Associated Press
SPRINGFIELD, Ill. — The new director of Illinois prisons says union contracts are the source of many problems within the Illinois Department of Corrections and he soon will recommend reforms.
In a memo to Gov. Bruce Rauner released by the agency Monday, prisons chief Donald Stolworthy wrote the contracts contribute to “many of the ills within the system,” including personnel costs and qualifications within management. In documents, he said overtime costs in corrections have skyrocketed in recent years with a master contract allowing it to be assigned by seniority.
Union contracts expire July 1. State employee unions have been heavily criticized by Rauner, who says previous salary and benefits agreements have led to unsusstainable costs.

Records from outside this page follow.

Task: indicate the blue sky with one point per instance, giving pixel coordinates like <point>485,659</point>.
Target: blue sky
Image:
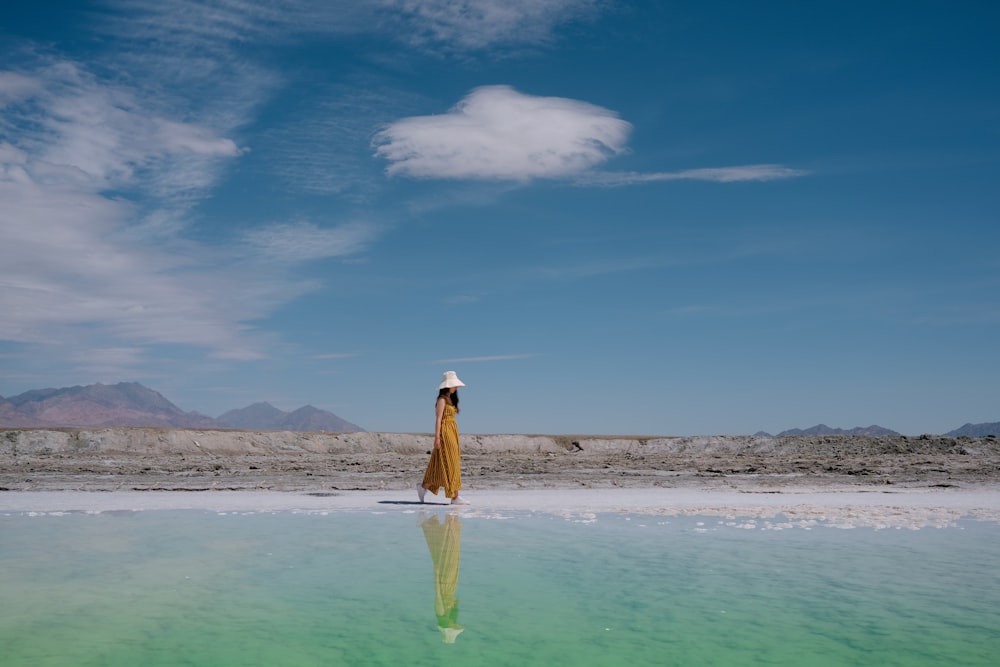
<point>608,217</point>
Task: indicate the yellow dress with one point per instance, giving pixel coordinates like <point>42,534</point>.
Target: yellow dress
<point>445,466</point>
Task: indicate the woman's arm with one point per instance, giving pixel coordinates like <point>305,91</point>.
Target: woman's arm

The Springfield bureau of Lee Enterprises newspapers first reported on the memo. Anders Lindall, spokesman for the state council of the American Federation of State, County and Municipal Employees, told the news bureau that overtime problems at prisons are caused by a lack of staff. The corrections system employs 11,000 people, down from 17,000 employees a decade ago.
In a state House committee meeting last week, Stolworthy told legislators that he backs a budget proposal that would add 400 guards. Rauner has said new employees would help cut overtime costs.
Stolworthy wrote that he’s spotted other problems since taking over last month. He said a lack of newer technology also adds to costs by “wasting staff hours.”
The department doesn’t have an automated timekeeping system, Stolworthy wrote, and old facilities have gates that must be opened and closed manually.
Stolworthy said he’ll complete an action plan to fix the corrections department in the next few weeks. The initiatives, if successful, would “put Illinois in the vanguard of change in U.S. corrections,” he wrote.